Callbacks triggered: setRequestorComplete()
logout
Description: Use this method to initiate the logout flow. The logout is the result of a series of HTTP-redirect operations due to the fact that the user needs to be logged out from both Adobe Pass Authentication servers and also from the MVPD’s servers. As a result, this flow will open a ChromeCustomTab window to execute logout.
Availability: v3.0+
Parameters: None
Callbacks triggered: setAuthenticationStatus()
Programmer Implementation Flow Progr
1. Register Application
-
Obtain software_statement from Adobe Pass ( TVE Dashboard )
-
There are two options to pass these values to Adobe Pass SDK :
-
In strings.xml add :
code language-none <string name>"software\_statement">[softwarestatement value]</string> -
Call AccessEnabler.getInstance(appContext,softwareStatement, null)
-
2. Configure Application
-
a. setRequestor(requestor_id)
The SDK will perform the following operations:
- register application: using software_statement, the SDK will obtain a client_id, client_secret, client_id_issued_at, redirect_uris, grant_types. This information will be stored in the application’s internal storage.
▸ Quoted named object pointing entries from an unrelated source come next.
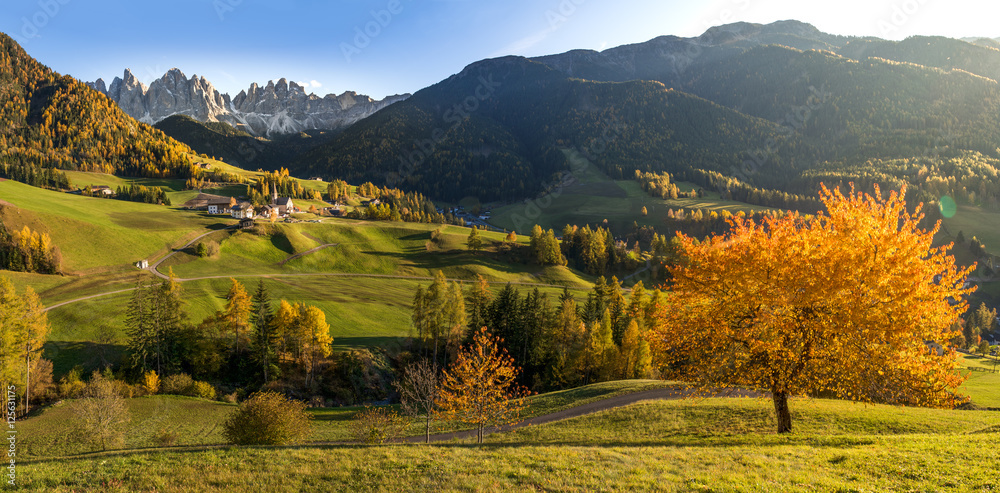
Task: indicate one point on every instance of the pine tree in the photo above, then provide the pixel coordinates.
(265, 337)
(477, 303)
(237, 313)
(475, 241)
(139, 328)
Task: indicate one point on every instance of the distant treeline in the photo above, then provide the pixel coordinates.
(26, 250)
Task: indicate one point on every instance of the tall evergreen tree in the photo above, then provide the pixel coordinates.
(265, 337)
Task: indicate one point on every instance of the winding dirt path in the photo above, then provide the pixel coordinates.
(668, 393)
(154, 269)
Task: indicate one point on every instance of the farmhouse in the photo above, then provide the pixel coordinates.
(243, 210)
(284, 205)
(101, 190)
(221, 206)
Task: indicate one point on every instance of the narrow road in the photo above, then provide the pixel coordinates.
(669, 393)
(155, 267)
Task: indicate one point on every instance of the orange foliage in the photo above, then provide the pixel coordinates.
(840, 303)
(479, 388)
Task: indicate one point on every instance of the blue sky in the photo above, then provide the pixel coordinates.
(410, 44)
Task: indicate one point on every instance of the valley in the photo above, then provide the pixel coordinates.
(703, 263)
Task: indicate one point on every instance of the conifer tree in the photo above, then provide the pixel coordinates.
(265, 337)
(475, 241)
(237, 313)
- obtain an access_token using client_id, client_secret and grant_type=“client_credentials” . This access_token will be used on each call made by the SDK to Adobe Pass servers.
-
in case an MVPD requires Passive Authentication, a WebView will open to execute passive with that MVPD and will close when complete
-
b. checkAuthentication()
- true : go to Authorization
- false : go to Select MVPD
-
c. getAuthentication : the SDK will include access_token in call parameters
- mvpd remembered : go to setSelectedProvider(mvpd_id)
- mvpd not selected : displayProviderDialog
- mvpd selected : go to setSelectedProvider(mvpd_id)
-
d. setSelectedProvider
- mvpd_id authentication url is loaded in ChromeCustomTabs
- login successful : delegate.setAuthenticationStatus ( SUCCESS )
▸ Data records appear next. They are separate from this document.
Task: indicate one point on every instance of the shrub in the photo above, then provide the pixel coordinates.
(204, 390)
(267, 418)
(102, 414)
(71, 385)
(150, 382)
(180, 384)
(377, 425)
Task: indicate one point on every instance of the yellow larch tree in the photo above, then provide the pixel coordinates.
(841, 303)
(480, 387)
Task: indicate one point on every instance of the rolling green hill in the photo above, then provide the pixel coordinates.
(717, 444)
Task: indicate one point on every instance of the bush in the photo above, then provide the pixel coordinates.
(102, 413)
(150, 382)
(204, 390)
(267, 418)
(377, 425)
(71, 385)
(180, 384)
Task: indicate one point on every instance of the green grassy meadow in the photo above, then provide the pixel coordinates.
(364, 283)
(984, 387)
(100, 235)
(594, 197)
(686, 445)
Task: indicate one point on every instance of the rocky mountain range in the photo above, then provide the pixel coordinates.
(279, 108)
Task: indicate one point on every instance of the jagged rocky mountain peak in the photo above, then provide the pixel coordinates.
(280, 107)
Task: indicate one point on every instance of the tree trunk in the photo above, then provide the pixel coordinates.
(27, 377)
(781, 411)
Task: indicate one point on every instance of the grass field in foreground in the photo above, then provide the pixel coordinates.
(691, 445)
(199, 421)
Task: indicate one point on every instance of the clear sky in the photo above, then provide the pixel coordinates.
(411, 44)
- login canceled : reset MVPD selection
- URL scheme is established as “adobepass://android.app” to capture when the authentication is complete
-
e. get/checkAuthorization : SDK will include **access_token **in header as Authorization: Bearer access_token
-
if authorization is succesful, a call will be made for obtaining the media token
-
f. logout :
- SDK will delete valid token for the current requestor (authentications obtained by other applications and not through SSO will remain valid)
- SDK will open Chrome Custom Tabs to reach mvpd_id logout endpoint. Once completed, the Chrome Custom Tabs will be closed
- URL scheme is established as “adobepass://logout” to capture the moment when logout is complete
- logout will trigger a sendTrackingData(new Event(EVENT_LOGOUT,USER_NOT_AUTHENTICATED_ERROR) and a callback : setAuthenticationStatus(0,“Logout”)
Note: as each call requires an access_token, possible error codes below are handled in the SDK.